Emily Ledyard demands her husband to be avenged, "one of you four, my husband's trusted officers, take revenge for his death by killing Colonel Potter by any means possible." She suggests the four draw straws, so none of them knows who really done it, which they do. Colonel Potter ends the day on the receiving end of a sword thrust, but the four officers were imprisoned together with Swift and Emily Ledyard when Potter was murdered. More pressingly than an apparent impossibility, Arnold telling he has to solve the murder because he intends to hang the murderer before departing. And if the murderer is not found before, they will all hang. So that's quite an incentive to play detective.

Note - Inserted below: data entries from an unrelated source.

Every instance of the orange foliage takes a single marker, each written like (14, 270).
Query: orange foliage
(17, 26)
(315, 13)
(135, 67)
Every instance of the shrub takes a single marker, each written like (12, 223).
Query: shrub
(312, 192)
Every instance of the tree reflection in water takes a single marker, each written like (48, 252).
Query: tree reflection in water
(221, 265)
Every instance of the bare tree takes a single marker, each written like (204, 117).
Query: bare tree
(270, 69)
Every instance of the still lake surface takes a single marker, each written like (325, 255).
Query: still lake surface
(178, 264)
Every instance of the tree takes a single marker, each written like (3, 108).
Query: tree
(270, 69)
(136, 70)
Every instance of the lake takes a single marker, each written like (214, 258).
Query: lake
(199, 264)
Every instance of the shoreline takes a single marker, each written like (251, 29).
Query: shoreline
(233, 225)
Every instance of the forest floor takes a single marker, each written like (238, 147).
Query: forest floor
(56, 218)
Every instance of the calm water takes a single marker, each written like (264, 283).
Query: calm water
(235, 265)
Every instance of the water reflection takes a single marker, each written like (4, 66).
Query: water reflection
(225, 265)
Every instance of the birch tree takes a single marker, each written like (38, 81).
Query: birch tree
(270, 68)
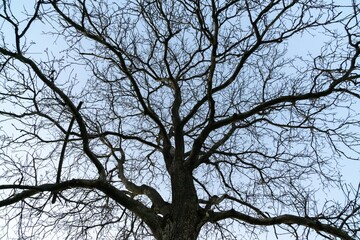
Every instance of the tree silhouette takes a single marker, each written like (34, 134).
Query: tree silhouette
(178, 119)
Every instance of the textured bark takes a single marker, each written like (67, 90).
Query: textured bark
(184, 220)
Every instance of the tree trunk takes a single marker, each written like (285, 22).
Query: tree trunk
(184, 220)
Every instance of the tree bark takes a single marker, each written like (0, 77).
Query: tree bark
(184, 220)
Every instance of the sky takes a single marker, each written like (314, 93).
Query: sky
(299, 46)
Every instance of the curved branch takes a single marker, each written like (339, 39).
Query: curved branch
(288, 219)
(146, 214)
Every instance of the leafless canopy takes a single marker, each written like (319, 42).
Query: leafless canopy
(179, 119)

"The Sword of Colonel Ledyard" has a fantastic setup, plenty of historical drama and a few memorable scenes like the siege or the murder of Colonel Ledyard, but the plot is not one of Hoch's finest. I liked the idea of turning the locked-and guarded room inside to create an alibi that stands like a fortress, but found the explanation to be disappointingly unimaginative and second-rate. So, purely as a detective story or locked room mystery, "The Sword of Colonel Ledyard" came up short, but harmless as a fun, entertaining historical yarn.

Note for the curious: Mike Grost points out on his website that the Alexander Swift series can be read as an episodic novel as "the tales build on each other" to "form a united sequence, in some ways similar to a novel." So perhaps being chronologically challenged is the problem here.